228話 河原での救出劇
「帰途の折は、ぜひお寄りください」
オルトナが見送りの挨拶を述べ、居並ぶ使用人たちは満面の笑みを浮かべている。
ティナメリルさんは静かに微笑み、馬車の中に身を沈めた。
「お世話になりました」
外套に身を包んだ俺は、一礼をして馬車に乗り込んだ。深々と頭を下げる彼らに手を振りつつ、護衛二騎を従えて館をあとにした。
朝の冷気が頬に残るが、六月の陽はすでに強く、車窓を黄金色に染めていた。
ティナメリルさんは両手を重ねて腿の上に置き、静かに外を眺めている。凛として落ち着いている所作は、時間の流れをまったく感じさせない。
彼女の横顔から、悠久の時を刻んでいるエルフであることを思い出す。数百年前と同じ姿を見ているのだと思うと、なんだか感慨深い。
「お酒、おいしかったですか?」
「そうね」
素っ気なく答える彼女。

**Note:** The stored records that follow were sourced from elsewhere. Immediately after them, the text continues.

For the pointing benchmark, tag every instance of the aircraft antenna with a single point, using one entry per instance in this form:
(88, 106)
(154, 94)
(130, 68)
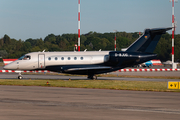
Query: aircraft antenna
(173, 30)
(78, 25)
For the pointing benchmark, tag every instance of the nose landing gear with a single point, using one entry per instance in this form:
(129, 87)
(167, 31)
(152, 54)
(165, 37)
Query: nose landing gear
(20, 76)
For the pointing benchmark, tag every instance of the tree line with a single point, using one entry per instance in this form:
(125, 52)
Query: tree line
(92, 41)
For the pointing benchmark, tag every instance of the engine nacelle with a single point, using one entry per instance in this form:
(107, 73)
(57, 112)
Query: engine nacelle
(120, 58)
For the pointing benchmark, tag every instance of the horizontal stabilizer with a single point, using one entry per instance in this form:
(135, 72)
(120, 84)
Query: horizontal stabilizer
(148, 41)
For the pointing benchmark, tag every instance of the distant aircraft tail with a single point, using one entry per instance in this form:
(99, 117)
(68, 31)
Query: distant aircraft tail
(148, 41)
(7, 61)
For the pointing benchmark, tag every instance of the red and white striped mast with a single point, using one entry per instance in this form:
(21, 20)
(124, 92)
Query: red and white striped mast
(173, 29)
(78, 25)
(115, 41)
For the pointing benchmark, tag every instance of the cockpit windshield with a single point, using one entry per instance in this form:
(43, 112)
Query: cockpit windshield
(25, 57)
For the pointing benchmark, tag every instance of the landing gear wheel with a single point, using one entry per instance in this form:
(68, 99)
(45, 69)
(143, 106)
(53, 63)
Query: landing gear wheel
(93, 77)
(20, 77)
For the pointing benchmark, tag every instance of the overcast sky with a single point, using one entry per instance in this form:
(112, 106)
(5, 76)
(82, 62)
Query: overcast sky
(23, 19)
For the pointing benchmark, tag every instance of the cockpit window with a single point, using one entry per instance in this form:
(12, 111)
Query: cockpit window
(25, 57)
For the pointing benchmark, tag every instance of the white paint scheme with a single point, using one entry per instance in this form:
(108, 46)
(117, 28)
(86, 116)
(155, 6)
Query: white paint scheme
(41, 59)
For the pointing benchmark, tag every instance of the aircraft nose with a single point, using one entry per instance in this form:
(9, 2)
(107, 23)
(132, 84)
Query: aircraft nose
(8, 67)
(5, 67)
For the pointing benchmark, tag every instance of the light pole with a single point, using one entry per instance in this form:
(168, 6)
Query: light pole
(173, 30)
(115, 40)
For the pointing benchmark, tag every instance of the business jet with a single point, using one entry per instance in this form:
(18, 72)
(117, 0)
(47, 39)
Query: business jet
(92, 63)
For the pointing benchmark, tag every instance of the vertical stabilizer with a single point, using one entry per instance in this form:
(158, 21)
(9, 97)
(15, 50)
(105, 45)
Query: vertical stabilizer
(148, 41)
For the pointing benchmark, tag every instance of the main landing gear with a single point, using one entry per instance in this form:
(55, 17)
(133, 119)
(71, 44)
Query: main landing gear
(93, 77)
(20, 76)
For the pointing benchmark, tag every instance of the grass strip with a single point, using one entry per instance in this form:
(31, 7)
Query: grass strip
(94, 84)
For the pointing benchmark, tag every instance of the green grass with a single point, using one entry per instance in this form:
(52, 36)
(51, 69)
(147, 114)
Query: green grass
(94, 84)
(1, 64)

他人の葡萄酒のボトル二本空けといてこれである。
「似合っているわよ」
「ども」
かくいう俺も、オルトナから紺の外套をいただいた。
侯爵の命だそうで、左胸にフランタン領の紋章が刺繍されている。派手さはなく、ビジネス用のサマーコートといった趣だ。客人用なのだろう。
登城のときに着用するらしいが、せっかくなのでそのまま着ることにした。ティナメリルさんにお褒めいただいたことだしな。
馬車が街道を進む。
「商隊、六台、左に寄せろ」
前衛のネルソンが、御者のガービルに注意を促す。後衛のムルックが後方を確認して馬車の動きに合わせる。
この三人の領兵が、護衛として旅行に同行する。
ネルソンは三十代、小隊の副隊長だそうだ。ガービルとムルックは二十代後半、真面目そうな青年である。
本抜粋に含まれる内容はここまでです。